Crying, she pried tiny glass shards from her skin with her fingernails, placing them in a neat pile on the window sill.
Suddenly her fairy godmother appeared beside her.
“What is the matter, dear child,” she said. “Why do you cry so bitterly?”
“I wish,” Ella choked, then could not finish speaking for her tears.
“You wish that the servants were not fired, don’t you child?”
Sobbing, Ella nodded.
“And you wish that your husband was not a filthy, cheating, bastard, don’t you?”
Again, Ella nodded.
“Well,” said her fairy godmother. “Even though I have already made all of your wishes come true, even though you broke the one rule I gave you, to return home before midnight, you do mean well. So do as I say and I will grant your wishes.”
Ella did as she was bid. She made her way to the stables, plucking a squealing pig from its dirty trough. Gingerly, she approached her husband and out of arm’s reach she called to him that she was surely sorry, very stupid, and from now on would do exactly as he wished. Mollified he followed her back into the palace, unmindful of the squirming hog in her arms. She carried it into the dining hall, where her brothers-in-law were gathered with their cousins, the table buried beneath mountains of cards, crusts of food, filthy plates. When her husband took a seat at the head of the table, she placed the pig carefully in the cold hearth of the great marble fireplace.

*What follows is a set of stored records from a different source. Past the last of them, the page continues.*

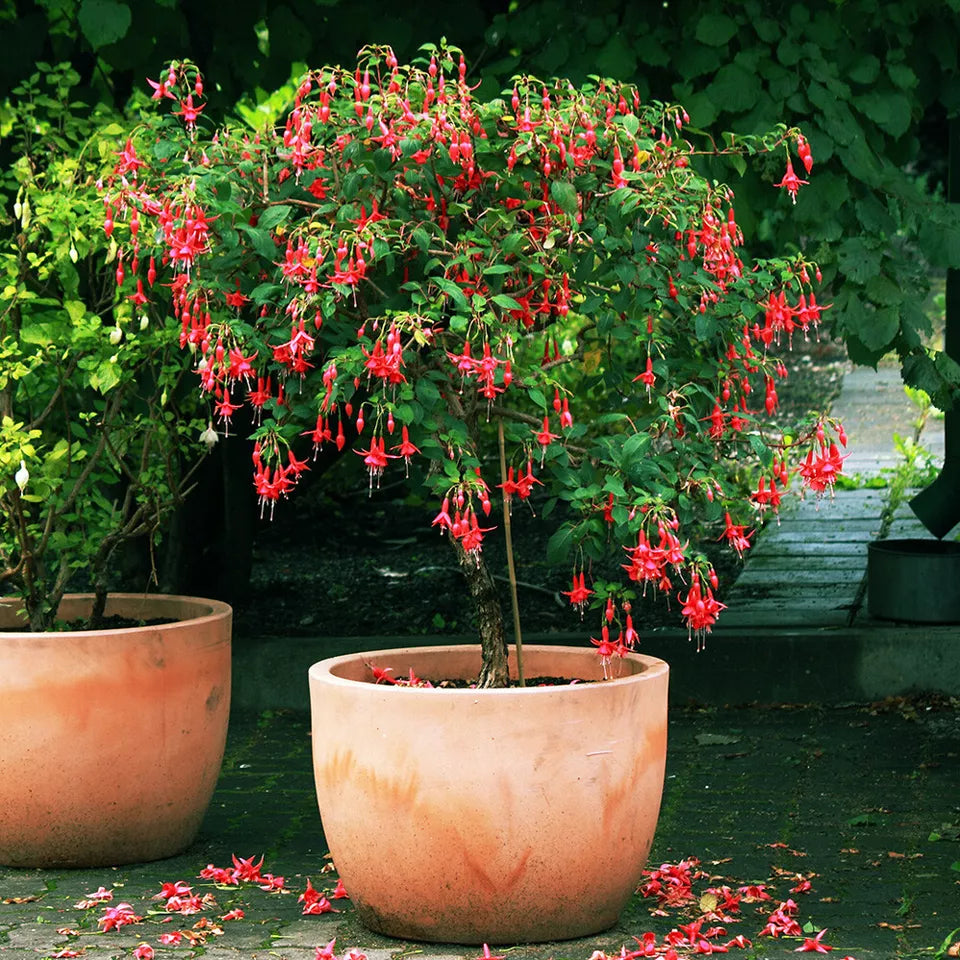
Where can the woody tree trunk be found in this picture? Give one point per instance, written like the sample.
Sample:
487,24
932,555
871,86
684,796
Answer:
486,603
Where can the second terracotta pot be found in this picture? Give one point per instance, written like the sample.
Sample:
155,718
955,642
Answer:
111,740
491,816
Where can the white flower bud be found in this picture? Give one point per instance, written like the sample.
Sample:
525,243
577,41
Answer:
209,437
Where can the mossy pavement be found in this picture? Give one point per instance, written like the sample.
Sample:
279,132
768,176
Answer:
786,762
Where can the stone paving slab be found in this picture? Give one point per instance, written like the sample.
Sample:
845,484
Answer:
845,571
800,563
848,797
796,547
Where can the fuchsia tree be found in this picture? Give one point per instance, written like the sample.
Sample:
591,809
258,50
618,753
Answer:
404,270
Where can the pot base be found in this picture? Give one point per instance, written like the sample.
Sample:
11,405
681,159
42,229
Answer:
914,580
489,816
111,741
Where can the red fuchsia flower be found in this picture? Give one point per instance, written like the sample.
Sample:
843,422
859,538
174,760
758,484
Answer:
814,944
406,448
735,534
819,473
246,869
803,151
375,457
177,889
487,955
647,377
314,902
579,594
114,918
700,610
326,952
791,182
100,895
219,875
780,923
471,537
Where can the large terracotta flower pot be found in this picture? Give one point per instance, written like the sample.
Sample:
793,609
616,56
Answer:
111,741
493,816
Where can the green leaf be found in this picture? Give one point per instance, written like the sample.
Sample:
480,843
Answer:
857,261
536,395
881,289
505,302
564,194
103,22
889,111
735,88
880,333
453,291
902,76
260,240
634,445
617,58
559,545
865,70
274,215
715,29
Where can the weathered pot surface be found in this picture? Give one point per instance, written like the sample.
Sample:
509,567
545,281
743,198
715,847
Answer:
111,741
494,816
914,580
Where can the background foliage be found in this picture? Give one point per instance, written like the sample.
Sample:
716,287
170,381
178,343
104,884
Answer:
874,85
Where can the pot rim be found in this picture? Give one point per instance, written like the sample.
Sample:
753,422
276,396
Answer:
923,547
209,610
322,671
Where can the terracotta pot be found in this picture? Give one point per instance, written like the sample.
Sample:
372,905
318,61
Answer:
111,741
492,816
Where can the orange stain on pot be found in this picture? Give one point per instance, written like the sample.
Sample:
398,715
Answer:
342,768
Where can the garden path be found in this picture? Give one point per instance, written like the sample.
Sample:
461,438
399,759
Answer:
810,569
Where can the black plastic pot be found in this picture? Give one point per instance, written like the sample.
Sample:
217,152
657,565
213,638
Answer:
917,581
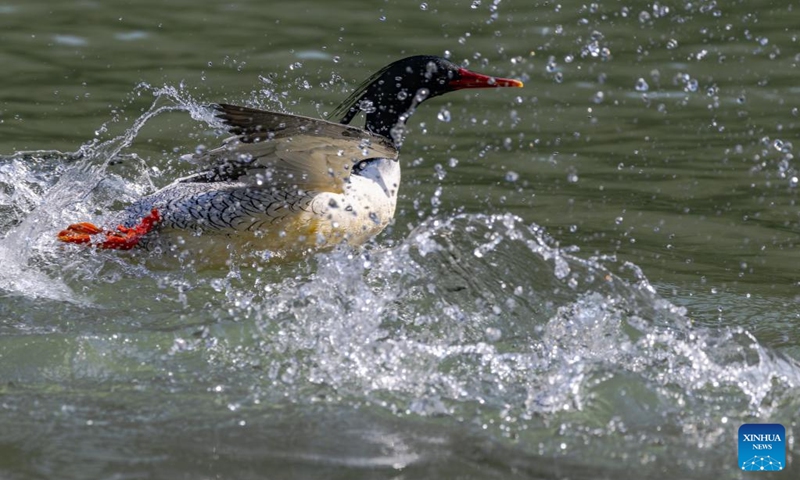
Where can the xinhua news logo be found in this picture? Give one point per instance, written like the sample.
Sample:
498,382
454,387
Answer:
762,447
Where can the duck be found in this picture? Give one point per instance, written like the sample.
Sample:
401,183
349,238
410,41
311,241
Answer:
289,183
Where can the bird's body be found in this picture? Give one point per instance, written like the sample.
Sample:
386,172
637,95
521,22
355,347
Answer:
288,183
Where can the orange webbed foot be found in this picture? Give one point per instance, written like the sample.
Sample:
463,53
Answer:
123,238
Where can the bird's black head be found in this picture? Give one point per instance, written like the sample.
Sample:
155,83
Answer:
389,96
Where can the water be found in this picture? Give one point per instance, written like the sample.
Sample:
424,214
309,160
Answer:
586,278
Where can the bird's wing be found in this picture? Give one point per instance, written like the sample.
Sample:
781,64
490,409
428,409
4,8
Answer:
277,150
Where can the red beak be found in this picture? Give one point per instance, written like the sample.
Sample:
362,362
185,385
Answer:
476,80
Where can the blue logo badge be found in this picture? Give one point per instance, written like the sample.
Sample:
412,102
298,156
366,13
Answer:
762,447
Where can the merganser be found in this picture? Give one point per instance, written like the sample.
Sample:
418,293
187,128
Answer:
289,183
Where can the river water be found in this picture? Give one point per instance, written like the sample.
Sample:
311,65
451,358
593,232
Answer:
593,277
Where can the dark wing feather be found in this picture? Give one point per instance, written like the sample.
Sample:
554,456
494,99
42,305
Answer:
278,150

“Now,” said her fairy godmother, stepping from thin air, “you shall have your wish.” The old lady tapped the pig thrice upon the snout with her magic wand, spoke an incantation at the group of men, then folded her arms in satisfaction as she watched the results of her magic.
The Prince began to shrink and squirm, his expletives rapidly becoming squeals and oinks as his skin turned pink, his clothes fell from his now squat body, his little tail a curl of outrage. The group of men quickly changed form, becoming muscular, small maids, their gentlemen’s finery replaced with aprons and skirts. The pig in the hearth grew and lengthened, his filthy flesh changing into that of a pristine man, his hooves became manicured hands, his snout retreated until he had the face but not the manner of the Prince Ella had met at the ball. Smiling he stood, brushed the dirt from his clothes, stooped to kiss the hand of first the fairy godmother, then Ella before making his way to the great hall where he flung open the doors. One by one the former servants entered the palace, only now they were as grand as any Lord or Lady. Graciously they nodded at
Ella, greeted her by name, and took places at the dining table as the former gentlemen raced to clean up the mess, shoo away the dirty pig and serve their new masters and mistresses food and drink.
The former pig returned, fell upon his knees begging Ella’s pardon. She raised him up and kissed him, forgiving him with all her heart. And they lived happily ever after.